4. the method for claim 1, the described segmentation of wherein said renewal is included in first the upgrading second of the described segmentation add the described input picture of being fragmented into of the above mid-resolution version and upgrade of segmentation of the mid-resolution version of described input picture, and wherein said mid-resolution version has: (i) resolution higher than described low-definition version; And (ii) than the low resolution of described input picture.

5. method to the jitter compensation of frame of video, it comprises following steps:

(a) provide resolution demixing F for incoming frame ₁, F ₂... F _N, wherein N equals F for integer and described incoming frame greater than 2 _N

(b) with described F ₁Be divided into piece and add borderline region;

(c) for each of described, (i) computing block motion vector; Be 1 motion vector calculation predicated error (ii) at described motion vector and at differing with described motion vector; And (iii) when the difference of described predicated error and during above first threshold, with described described each be appointed as reliable piece;

(d) the piece motion vector according to described reliable piece is focused to described reliable piece in the candidate motion region;

(e) passing through according to following some more described zone is F from described candidate motion region ₁Select segmentation: (i) quantity of piece; (ii) corresponding to the quantity of the piece of the piece in the segmentation of the layering of previous frame; Reach the (iii) mean value of related blocks motion vector;

(f) for n=2 ..., N is by at corresponding to F _N-1The piece repeating step (c)-(e) of piece of described segmentation come to be F _nSelect segmentation;

(g) from F _NDescribed segmentation calculate bulk motion vector; And

(h) use described bulk motion vector to come described incoming frame is carried out jitter compensation.

6. method as claimed in claim 5, wherein said related blocks motion vector are the low-pass filtering of described motion vector.

7. method as claimed in claim 5, wherein said jitter compensation comprise the self adaptation accumulation of described bulk motion vector, to define the position of the subwindow in the described incoming frame.

8. method as claimed in claim 5, the wherein said piece that is divided into gives the coldest days of the year end individual piece between 40.

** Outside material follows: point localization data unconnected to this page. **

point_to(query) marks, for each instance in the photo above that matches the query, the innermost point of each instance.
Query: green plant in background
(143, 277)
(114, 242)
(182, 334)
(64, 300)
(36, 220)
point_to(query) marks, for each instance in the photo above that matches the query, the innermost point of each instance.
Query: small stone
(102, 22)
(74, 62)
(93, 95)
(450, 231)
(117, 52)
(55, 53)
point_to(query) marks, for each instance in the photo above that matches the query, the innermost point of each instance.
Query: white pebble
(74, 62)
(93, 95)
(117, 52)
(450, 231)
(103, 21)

9. video camera, it comprises:

(a) picture grabber;

(b) shake estimator, it is coupled to described picture grabber, and described shake estimator comprises:

(i) sampler under the resolution demixing;

(ii) sectionalizer, it is coupled to described sampler down, and described sectionalizer can be operated to find out segmentation at each level of the resolution demixing that calculates in regular turn from the input picture and add motion vector;

(iii) bulk motion vector determiner, it is coupled to described sectionalizer;

(c) memory, it is used for the resolution demixing of previous frame, and described memory is coupled to described shake estimator; And

(d) jitter motion compensator, it is coupled to described shake estimator.

10. video camera as claimed in claim 9, wherein:

(a) described shake estimator is implemented on the programmable processor as program.